In all the jobs, a number of environment variables are used, such as CI_PROJECT_DIR, CONTAINER_CLIENT_IMAGE (used to specify the Docker image), DOCKER_HUB_USER, and DOCKER_HUB_PASSWORD (used to login to Docker Hub), GITLAB_TOKEN (used to commit changes to the GitLab repository), and many more.
Several variables are defined within each job. For example, in the
getsquid_vars job, SQUID_VERSION is fetched
and then this variable is used throughout numerous jobs in the
pipeline.
Some jobs have the needs: field which specifies other
jobs on which they are dependent. For example, the
push-docker-hub job needs getsquid_vars and
docker-hub-test.
This means that push-docker-hub won’t start until
getsquid_vars and docker-hub-test have
successfully completed.
All jobs in the pipeline have a certain expected outcome which
typically involves the creation or testing of Docker images.

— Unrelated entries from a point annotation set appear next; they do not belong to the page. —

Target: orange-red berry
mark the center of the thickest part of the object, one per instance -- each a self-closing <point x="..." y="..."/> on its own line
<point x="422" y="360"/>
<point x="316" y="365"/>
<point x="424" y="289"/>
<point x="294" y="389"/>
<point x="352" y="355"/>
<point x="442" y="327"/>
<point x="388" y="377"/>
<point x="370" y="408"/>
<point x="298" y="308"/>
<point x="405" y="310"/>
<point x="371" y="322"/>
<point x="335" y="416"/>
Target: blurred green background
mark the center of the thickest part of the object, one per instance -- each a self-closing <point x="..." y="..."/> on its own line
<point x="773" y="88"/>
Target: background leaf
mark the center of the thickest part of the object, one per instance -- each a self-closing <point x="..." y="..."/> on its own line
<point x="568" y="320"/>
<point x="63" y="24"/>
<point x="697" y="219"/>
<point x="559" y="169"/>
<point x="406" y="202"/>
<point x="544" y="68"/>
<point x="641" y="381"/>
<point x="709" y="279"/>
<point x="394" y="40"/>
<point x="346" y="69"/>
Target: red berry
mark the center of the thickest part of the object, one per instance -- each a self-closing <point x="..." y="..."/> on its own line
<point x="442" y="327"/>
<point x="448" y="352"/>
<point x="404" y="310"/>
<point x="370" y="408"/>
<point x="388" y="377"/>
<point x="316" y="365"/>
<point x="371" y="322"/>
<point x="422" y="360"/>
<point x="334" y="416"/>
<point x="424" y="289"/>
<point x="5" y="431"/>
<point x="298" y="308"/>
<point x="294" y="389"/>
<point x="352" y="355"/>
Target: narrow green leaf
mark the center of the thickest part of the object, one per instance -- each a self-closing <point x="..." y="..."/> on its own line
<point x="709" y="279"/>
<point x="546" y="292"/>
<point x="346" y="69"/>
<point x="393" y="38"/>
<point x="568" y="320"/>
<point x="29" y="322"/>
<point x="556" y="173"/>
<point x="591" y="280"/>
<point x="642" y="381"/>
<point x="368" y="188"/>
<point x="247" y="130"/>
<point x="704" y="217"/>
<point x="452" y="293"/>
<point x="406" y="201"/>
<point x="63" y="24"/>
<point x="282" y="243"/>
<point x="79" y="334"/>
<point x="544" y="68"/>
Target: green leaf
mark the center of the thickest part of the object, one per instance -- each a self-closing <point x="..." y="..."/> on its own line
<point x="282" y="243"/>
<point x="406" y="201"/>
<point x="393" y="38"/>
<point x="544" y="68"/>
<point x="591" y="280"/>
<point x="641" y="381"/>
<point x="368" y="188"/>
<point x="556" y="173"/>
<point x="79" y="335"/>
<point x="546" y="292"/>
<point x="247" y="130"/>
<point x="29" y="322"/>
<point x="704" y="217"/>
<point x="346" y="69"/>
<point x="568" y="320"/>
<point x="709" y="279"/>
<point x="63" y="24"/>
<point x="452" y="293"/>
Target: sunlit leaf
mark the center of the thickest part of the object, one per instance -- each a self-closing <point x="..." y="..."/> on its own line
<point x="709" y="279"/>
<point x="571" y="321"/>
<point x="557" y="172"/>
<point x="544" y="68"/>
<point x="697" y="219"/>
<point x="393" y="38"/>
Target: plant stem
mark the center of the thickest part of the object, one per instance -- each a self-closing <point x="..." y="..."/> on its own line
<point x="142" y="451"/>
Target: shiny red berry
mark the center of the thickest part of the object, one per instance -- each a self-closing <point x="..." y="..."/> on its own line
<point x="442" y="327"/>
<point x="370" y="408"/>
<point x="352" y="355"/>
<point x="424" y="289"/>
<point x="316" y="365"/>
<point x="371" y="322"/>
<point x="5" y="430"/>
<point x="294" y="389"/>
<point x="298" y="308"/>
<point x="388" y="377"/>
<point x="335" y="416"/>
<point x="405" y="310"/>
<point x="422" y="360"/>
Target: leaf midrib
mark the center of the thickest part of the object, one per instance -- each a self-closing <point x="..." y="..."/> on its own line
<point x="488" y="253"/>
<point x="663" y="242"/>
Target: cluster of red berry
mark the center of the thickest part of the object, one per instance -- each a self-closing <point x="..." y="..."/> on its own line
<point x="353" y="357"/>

docker-hub-build and docker-hub-build-arm
result in Docker images, docker-hub-test and
docker-hub-test-arm test those Docker images,
push-docker-hub and push-docker-hub-arm push
the Docker images to Docker Hub.
In addition, the chatgpt_analysis job creates a Markdown
and an HTML Artifact that explains the pipeline. The
getsquid_vars creates ‘variables.env’ as artifact that
includes the Squid version.
The latest commit (9790c65 README Auto update [skip ci]) updates the README with the latest Squid version and date, also skipping a new pipeline trigger after this commit is pushed. Automating this task means the README stays up-to-date with the relevant information, without requiring manual intervention.